Y mientras se analizaban los formatos que ahora priman en la afición, fue imposible pasar por alto la capacidad que las generaciones actuales tienen para derribar los muros de la censura, y cómo aun hay un camino largo por recorrer:
“Se habla más libremente de un montón de cosas, pero también hoy hay mucha restricción. A mí me da un poco de bronca porque en todo lo que tenga que ver con el arte, no debería existir la censura. La censura es del espectador, a no ser que hagamos apología de algo, pero después me parece que hay que mostrar… Cuando leí lo de Lo que el viento se llevó, no lo podía creer. Digo, dejame verlo para yo tener una opinión y decir yo “che, qué desastre en aquella época las cosas que se decían.” Pero es un tema que creo que va a seguir con la humanidad, es así. Hay cosas que a vos te gustan, que a mí no, y están los que son más intolerantes y piden que como no me gusta, no esté. Mejor que la gente empiece a pensar qué es lo que quiere y lo que no quiere ver.”
Sin pasar de largo, hablamos sobre Los Simuladores, uno de los programas más aclamados del comienzo del siglo, cuya adoración lejos está de caducar. Todo lo contrario, cuanto más tiempo pasa, más abrazada es por todo tipo de público: desde la generación Z y la X hasta, obviamente, quienes vieron los capítulos la primera vez que fueron emitidos en vivo por televisión:
“Les pasa exactamente lo mismo. La diferencia de ahora es que en aquel momento no estaban las redes, entonces había una cosa más artesanal del comentario. Hoy es más voraz, más masivo, entrás en cualquier lado, ponés algo y hay un rebote automático. Antes era encontrar los nichos. Yo sabía que el programa explotaba, que era genial, que a la gente le gustaba mucho y que al otro día de que lo enviaban, charlaban del programa. Pergolini, en su programa de radio de Rock & Pop, todos los días después de cada capítulo que se emitía de Los Simuladores, al otro día arrancaba el programa hablando por lo menos media hora, cuarenta minutos del capítulo, siempre. Había una cosa de disfrute más artesanal. Hoy lo ven setenta veces, lo repiten todo el tiempo, deben saber vida y obra, se acuerdan de todo.
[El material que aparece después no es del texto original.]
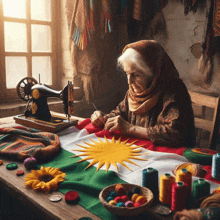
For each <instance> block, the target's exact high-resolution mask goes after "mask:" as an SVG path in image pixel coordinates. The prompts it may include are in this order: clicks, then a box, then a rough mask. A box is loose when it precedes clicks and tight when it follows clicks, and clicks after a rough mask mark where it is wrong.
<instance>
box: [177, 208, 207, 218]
mask: <svg viewBox="0 0 220 220" xmlns="http://www.w3.org/2000/svg"><path fill="white" fill-rule="evenodd" d="M202 219H203V214H202V213H201V212H199V211H198V210H195V209H192V210H186V209H184V210H183V211H181V212H176V213H175V215H174V217H173V220H202Z"/></svg>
En ese momento había algo que era un poco más mágico tal vez, pero en cuanto a lo que les pasa es lo mismo. Esa sensación de no sé qué es porque la verdad nunca pude descifrar muy bien qué pasó con Los Simuladores, pero esa sensación que te pasa a vos es la misma que le pasaba apenas sentía la persona que le gustaba.”
Y acá me doy el gusto de admitir que Federico D’elía y yo compartimos el hecho de que nuestros capítulos preferidos de Los Simuladores, sean los mismos:
“Uno que me gusta mucho, justamente, es en el que laburó mi viejo: el de Feller. Otro que me gusta mucho es el de Los Impresentables. Hay algunos que no me gustan tanto, pero rescato siempre algo. Por ejemplo, los que no me gustan tanto son el de Paul McCartney; no me mata, pero reconozco que tiene cosas muy divertidas. Y tampoco me mató el de la anorexia y la bulimia, pero mirá vos, porque digo “qué valiosos que fueron” porque hablaban de temas importantes. Fue un capítulo que no me mataba, pero la verdad que fue adelantado, fue un tema que después se empezó a hablar mucho, el de matrimonio mixto también me pasó algo similar, pero lo veo y digo “era una superproducción, parecía Hollywood, una cosa espectacular” y lo veo hoy y me divierte mucho más. Qué sé yo, depende del momento de cada uno lo que me pasa con cada uno.”
Los Simuladores, además de ser divertido y original, siempre tuvo y tendrá de interesante el humor inteligente, rápido y ágil que contenía, que gracias a esa sensibilidad y perspicacia, se alzó la voz para problemáticas que en aquel momento eran invisibilizadas o bien naturalizadas. Injusticias como corrupción policial (S1E11), o conflictos sociales como la anorexia (S2E9), o la violencia de género (S2E2) fueron retratados de manera cautivante y cruda en la producción de esta serie:
“La verdad es que eso es mérito absoluto de Damián Szifrón que muchos capítulos tenían un ojo de verdad muy adelantado. Después se empezó a hablar mucho de eso, ese es uno de los casos. Está el de la prepaga, por ejemplo, que también se habló mucho después de eso. Damián tiene esa sensibilidad que, en el momento que lo hacíamos, no pensábamos eso. Él veía algo y por eso se mantiene tanto tiempo. Creo que la gente necesitaba un superhéroe nuestro, no que aparezca Superman. Acá sí los tenías, de hecho nos llegaron muchas cartas de gente que quería que les resolvamos problemas de verdad. La gente mezclaba un poco eso y creo que eso fue uno de los puntos que hoy ya no pasa.”
En el cierre de la entrevista, le pedí a Federico que nos diera una recomendación acerca de dónde poner el ojo, en cuanto al ámbito artístico, qué no está ganando la atención que se merece:
“El teatro. Lo que pasa es que con el teatro hay que entrenarse, hay que entrenar a la gente para que vaya a ver y también es una obligación nuestra hacer que vaya. Los pibes casi no van al teatro, no tienen esa costumbre. En la etapa de los once, doce años, diecisiete, no hay casi obras para esa gente. Entonces ahí se arma un cuenco donde perdés interés, y lo inmediato de la tele, los juegos de la computadora, hacen que dejemos eso de lado. Entonces nosotros tenemos que hacer cosas para acercarle al público y el teatro es maravilloso. Me parece que si son curiosos, lo mejor que te puede pasar es ir mucho al teatro y ver muchas películas, muchas. Agarrar algún director, elegirlo y ver cómo filmaba este tipo, para ver cómo pone la cámara. En la tele es más difícil encontrar una cosa así. La tele es más del momento, es como pasantista, es raro que exista algo que digas “míralo porque no te lo podés perder.” Tal vez las series, sí. Para mi hay que ser curioso y mirar.”
Se ha aprendido mucho sobre nuestros errores y de ellos surgen las versiones “bien hechas” de las cosas. Algunas no fueron descuidos y sí fueron esa pequeña luz que se asoma en una grieta para recordarnos que las cosas malas tienen un final y está en nosotros hacer que esa luz sea aún más fulgente. En tanto se evocan los días donde caminar una cuadra era más sencillo, se agradece que las iras escupidas hayan sido el disparador para nuestro hartazgo y afán de corregirlo todo.